Despite these advantages, there are some drawbacks of time-SLIP MRA in comparison to contrast-enhanced MRA and CT. First the acquisition time of the sequence described in this study is approximately 8 to 12 min, which is much longer than that of contrast-enhanced MRA.[17-20] However, the longer image acquisition time improves spatial resolution, and it also reduces motion artifacts arising from the pulse wave and breathing. Additionally, whereas only one data acquisition can be performed in contrast-enhanced MRA, there is no limitation in our approach. Second, time-SLIP MRA does have limits to the number of acquisitions in a single session, and therefore it can be difficult to cover the entire lung field with high spatial resolution during a single session. The maximum acquisition range in a single session is 120 mm if the slice thickness is set to 2 mm. However, because there is no time constraint with time-SLIP MRA, the image of entire lung field can be acquired by planning multiple sessions as time allows. A third drawback of our method is that it theoretically cannot eliminate visualization of a venous sac associated with bronchial or non-bronchial systemic artery-to-pulmonary artery anastomosis, although there was no case with this type of reperfusion in the present study because the tag pulse in our method was applied to both right-sided and left-sided outflow tracts. Although this type of reperfusion is rare,[15] optimization of the technique is required to acquire more selective visualization of pulmonary artery. Fourth, at the present stage of development of time-SLIP MRA, CT would still be necessary to develop a treatment plan for embolotherapy because the spatial resolution of the time-SLIP MRA technique is relatively low compared with that of CT, owing to susceptibility to artifacts and limitations of slice thickness imposed by the available equipment. This drawback may be avoidable with use of higher magnetic-field MR imaging scanners that can achieve higher signal-to-noise ratios.

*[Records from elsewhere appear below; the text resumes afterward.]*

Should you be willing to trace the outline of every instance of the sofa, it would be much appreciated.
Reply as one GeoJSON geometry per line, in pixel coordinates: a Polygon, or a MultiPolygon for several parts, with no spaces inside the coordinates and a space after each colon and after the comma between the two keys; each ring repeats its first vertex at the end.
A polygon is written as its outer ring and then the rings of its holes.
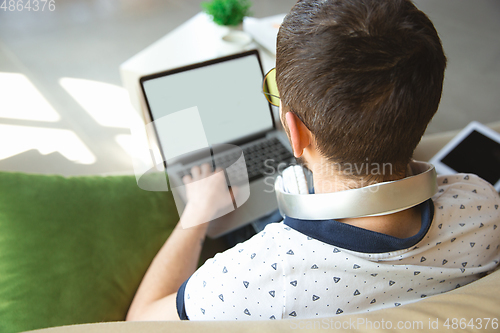
{"type": "MultiPolygon", "coordinates": [[[[500,132],[500,122],[490,127],[500,132]]],[[[455,134],[425,136],[415,159],[429,160],[455,134]]],[[[123,322],[178,218],[170,192],[143,191],[134,176],[0,172],[0,332],[498,331],[498,270],[446,294],[359,315],[123,322]]],[[[203,257],[219,246],[207,242],[203,257]]]]}

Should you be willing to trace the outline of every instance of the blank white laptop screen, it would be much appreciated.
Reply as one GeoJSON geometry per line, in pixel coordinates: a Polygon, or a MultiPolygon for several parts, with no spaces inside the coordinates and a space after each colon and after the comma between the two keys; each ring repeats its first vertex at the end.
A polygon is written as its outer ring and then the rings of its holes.
{"type": "MultiPolygon", "coordinates": [[[[273,128],[256,54],[143,82],[152,119],[197,107],[210,145],[273,128]]],[[[160,144],[161,135],[160,135],[160,144]]]]}

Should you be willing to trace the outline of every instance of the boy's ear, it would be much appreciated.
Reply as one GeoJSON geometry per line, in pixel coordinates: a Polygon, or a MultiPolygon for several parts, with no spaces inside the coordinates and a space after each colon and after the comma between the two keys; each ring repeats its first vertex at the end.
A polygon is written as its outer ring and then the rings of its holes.
{"type": "Polygon", "coordinates": [[[287,112],[285,120],[290,134],[293,155],[296,158],[301,157],[304,148],[311,144],[311,132],[293,112],[287,112]]]}

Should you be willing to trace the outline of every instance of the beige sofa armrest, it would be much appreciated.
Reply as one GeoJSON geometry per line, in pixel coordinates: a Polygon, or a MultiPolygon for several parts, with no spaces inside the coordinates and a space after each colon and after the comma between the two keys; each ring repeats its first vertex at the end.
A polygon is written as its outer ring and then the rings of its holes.
{"type": "Polygon", "coordinates": [[[500,319],[500,270],[464,287],[448,293],[432,296],[421,301],[359,315],[334,316],[310,320],[267,320],[267,321],[177,321],[177,322],[118,322],[88,325],[56,327],[38,330],[37,333],[221,333],[221,332],[290,332],[331,331],[331,332],[498,332],[500,319]],[[473,320],[474,329],[466,326],[453,330],[453,319],[457,324],[470,323],[473,320]],[[485,327],[489,318],[488,327],[485,327]],[[493,319],[495,320],[493,321],[493,319]],[[481,319],[482,328],[478,328],[481,319]],[[385,328],[376,329],[385,323],[385,328]],[[448,320],[449,329],[444,324],[448,320]],[[336,329],[340,322],[344,329],[336,329]],[[372,328],[368,322],[371,322],[372,328]],[[351,324],[352,323],[352,324],[351,324]],[[357,325],[359,323],[359,325],[357,325]],[[390,323],[390,324],[389,324],[390,323]],[[309,326],[307,326],[309,325],[309,326]],[[392,330],[388,329],[392,325],[392,330]],[[398,329],[398,325],[402,328],[398,329]],[[406,325],[406,327],[404,327],[406,325]],[[429,328],[429,325],[431,327],[429,328]],[[436,327],[437,325],[437,327],[436,327]],[[300,329],[300,328],[303,329],[300,329]],[[496,329],[495,329],[496,327],[496,329]]]}

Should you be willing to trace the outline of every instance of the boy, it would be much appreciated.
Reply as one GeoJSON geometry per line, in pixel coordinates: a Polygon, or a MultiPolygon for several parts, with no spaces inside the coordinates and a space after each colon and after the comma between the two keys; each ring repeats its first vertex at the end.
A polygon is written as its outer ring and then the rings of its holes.
{"type": "MultiPolygon", "coordinates": [[[[314,175],[315,193],[410,176],[445,67],[434,26],[409,0],[299,1],[278,34],[276,78],[283,126],[295,157],[314,175]],[[390,172],[380,172],[382,165],[390,172]]],[[[205,165],[192,175],[181,220],[196,225],[225,204],[213,195],[223,174],[205,165]]],[[[470,283],[498,264],[500,199],[474,175],[437,182],[432,199],[393,214],[285,217],[193,275],[207,224],[177,227],[127,319],[332,316],[470,283]]]]}

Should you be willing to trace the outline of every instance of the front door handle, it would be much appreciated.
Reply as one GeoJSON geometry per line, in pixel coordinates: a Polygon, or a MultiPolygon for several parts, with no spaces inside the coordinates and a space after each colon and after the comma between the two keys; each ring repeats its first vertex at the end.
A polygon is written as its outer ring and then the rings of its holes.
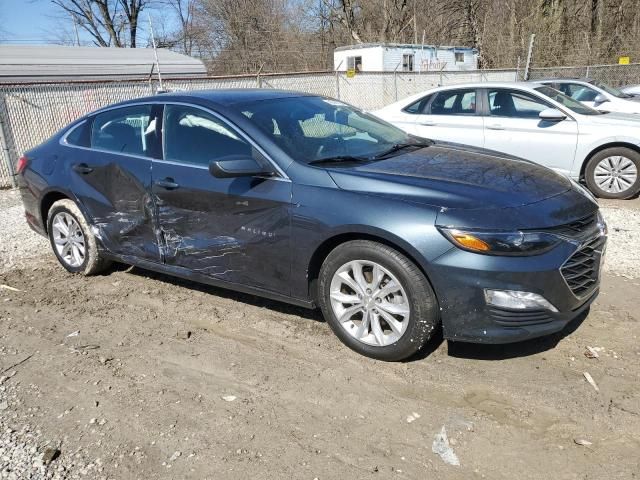
{"type": "Polygon", "coordinates": [[[180,185],[173,181],[173,178],[165,178],[164,180],[158,180],[156,185],[162,188],[166,188],[167,190],[175,190],[180,185]]]}
{"type": "Polygon", "coordinates": [[[434,127],[436,122],[420,122],[420,125],[424,125],[425,127],[434,127]]]}
{"type": "Polygon", "coordinates": [[[86,163],[78,163],[78,164],[74,165],[71,168],[73,168],[74,172],[81,173],[83,175],[86,175],[87,173],[93,172],[93,168],[91,168],[86,163]]]}
{"type": "Polygon", "coordinates": [[[504,130],[504,127],[502,125],[499,124],[494,124],[494,125],[487,125],[487,128],[489,130],[504,130]]]}

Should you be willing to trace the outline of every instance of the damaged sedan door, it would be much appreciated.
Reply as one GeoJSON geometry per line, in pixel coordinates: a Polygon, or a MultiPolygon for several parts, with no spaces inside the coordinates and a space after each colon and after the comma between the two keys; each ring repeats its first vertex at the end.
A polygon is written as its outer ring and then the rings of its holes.
{"type": "Polygon", "coordinates": [[[160,261],[154,230],[151,157],[160,151],[162,105],[98,113],[83,124],[81,145],[70,145],[72,191],[107,250],[160,261]],[[80,147],[80,148],[77,148],[80,147]]]}
{"type": "Polygon", "coordinates": [[[291,183],[212,112],[167,104],[162,130],[164,160],[153,164],[153,194],[165,263],[288,292],[291,183]],[[210,173],[225,159],[264,171],[210,173]]]}

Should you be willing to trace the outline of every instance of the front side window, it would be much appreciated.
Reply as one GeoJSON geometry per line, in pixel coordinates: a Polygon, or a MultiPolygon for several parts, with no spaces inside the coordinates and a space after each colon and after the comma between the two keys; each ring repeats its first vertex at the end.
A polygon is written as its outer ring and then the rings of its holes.
{"type": "Polygon", "coordinates": [[[475,90],[440,92],[431,103],[432,115],[475,115],[475,90]]]}
{"type": "Polygon", "coordinates": [[[166,160],[208,166],[231,155],[253,156],[252,146],[215,116],[195,107],[166,105],[163,139],[166,160]]]}
{"type": "Polygon", "coordinates": [[[558,89],[578,102],[594,102],[598,91],[579,83],[561,83],[558,89]]]}
{"type": "Polygon", "coordinates": [[[405,53],[402,55],[402,71],[413,72],[413,54],[405,53]]]}
{"type": "Polygon", "coordinates": [[[455,52],[456,63],[464,63],[464,52],[455,52]]]}
{"type": "Polygon", "coordinates": [[[526,92],[517,90],[489,90],[489,110],[492,116],[539,118],[540,112],[553,108],[526,92]]]}
{"type": "Polygon", "coordinates": [[[239,108],[253,126],[302,163],[334,157],[372,158],[394,145],[412,142],[402,130],[323,97],[262,100],[239,108]]]}
{"type": "Polygon", "coordinates": [[[93,120],[91,148],[152,156],[156,121],[151,109],[151,105],[134,105],[99,113],[93,120]]]}

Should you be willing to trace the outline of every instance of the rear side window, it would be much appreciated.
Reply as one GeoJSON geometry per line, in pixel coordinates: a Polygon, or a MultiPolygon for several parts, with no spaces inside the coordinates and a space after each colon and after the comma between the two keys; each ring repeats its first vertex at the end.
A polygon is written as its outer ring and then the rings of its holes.
{"type": "Polygon", "coordinates": [[[475,115],[475,90],[440,92],[431,102],[431,115],[475,115]]]}
{"type": "Polygon", "coordinates": [[[91,147],[115,153],[152,156],[156,120],[151,105],[135,105],[100,113],[93,120],[91,147]]]}
{"type": "Polygon", "coordinates": [[[213,115],[184,105],[166,105],[164,111],[166,160],[206,166],[230,155],[252,156],[251,145],[213,115]]]}
{"type": "Polygon", "coordinates": [[[579,83],[561,83],[560,91],[579,102],[593,102],[598,96],[596,90],[579,83]]]}
{"type": "Polygon", "coordinates": [[[77,147],[88,147],[89,146],[88,123],[84,121],[81,124],[73,127],[71,131],[67,133],[67,136],[65,137],[65,141],[69,145],[75,145],[77,147]]]}
{"type": "Polygon", "coordinates": [[[415,115],[419,115],[424,113],[425,108],[429,105],[429,100],[433,95],[427,95],[426,97],[421,98],[417,102],[413,102],[411,105],[404,108],[404,111],[407,113],[413,113],[415,115]]]}

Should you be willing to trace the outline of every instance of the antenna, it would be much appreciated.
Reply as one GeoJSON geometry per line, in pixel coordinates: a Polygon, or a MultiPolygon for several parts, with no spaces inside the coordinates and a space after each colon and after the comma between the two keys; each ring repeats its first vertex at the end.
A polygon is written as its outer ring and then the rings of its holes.
{"type": "Polygon", "coordinates": [[[156,49],[156,38],[153,35],[153,23],[151,23],[151,15],[149,15],[148,13],[147,18],[149,19],[149,29],[151,30],[151,44],[153,45],[153,55],[156,58],[156,68],[158,69],[158,82],[160,83],[158,92],[164,92],[164,87],[162,86],[162,74],[160,73],[160,61],[158,60],[158,50],[156,49]]]}

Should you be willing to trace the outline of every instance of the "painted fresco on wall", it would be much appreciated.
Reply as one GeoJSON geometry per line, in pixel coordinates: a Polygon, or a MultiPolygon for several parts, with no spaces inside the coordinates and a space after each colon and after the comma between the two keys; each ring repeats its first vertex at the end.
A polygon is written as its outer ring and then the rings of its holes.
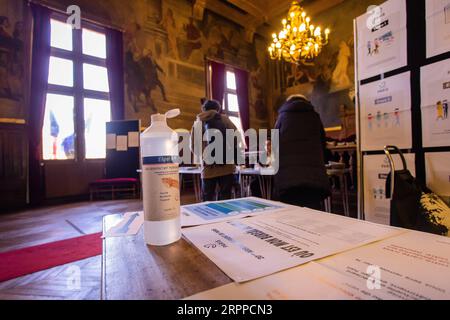
{"type": "Polygon", "coordinates": [[[24,98],[24,31],[21,1],[0,2],[0,104],[20,106],[24,98]]]}

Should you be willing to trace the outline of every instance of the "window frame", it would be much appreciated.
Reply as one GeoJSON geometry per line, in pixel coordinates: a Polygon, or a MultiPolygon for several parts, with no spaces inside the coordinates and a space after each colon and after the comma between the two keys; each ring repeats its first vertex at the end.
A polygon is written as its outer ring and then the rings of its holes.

Our study has several limitations. First, the sample size was relatively small. Second, there might be a potential selection bias because four lesions were omitted due to the limitation of acquired range in a single MR imaging session. Third, in the follow-up group, reperfusion was not confirmed by DSA in all cases. Therefore, the rate of reperfusion in our study might have been underestimated, although we believed that this possibility was low because both the contrast-enhanced CT and time-resolved contrast-enhanced MRA showed evidence of complete occlusion. Fourth, in our study, the lesions treated by sac filling or other embolic materials, including detachable balloon and vascular plugs, were not included. Therefore, further investigation to clarify the ability of time-SLIP MRA to detect these lesions would be warranted.

In conclusion, although this study was a small series and further investigation should be planned, our initial results indicate that time-SLIP MRA could be a feasible method for diagnosis and post-embolotherapy follow-up in patients with PAVM.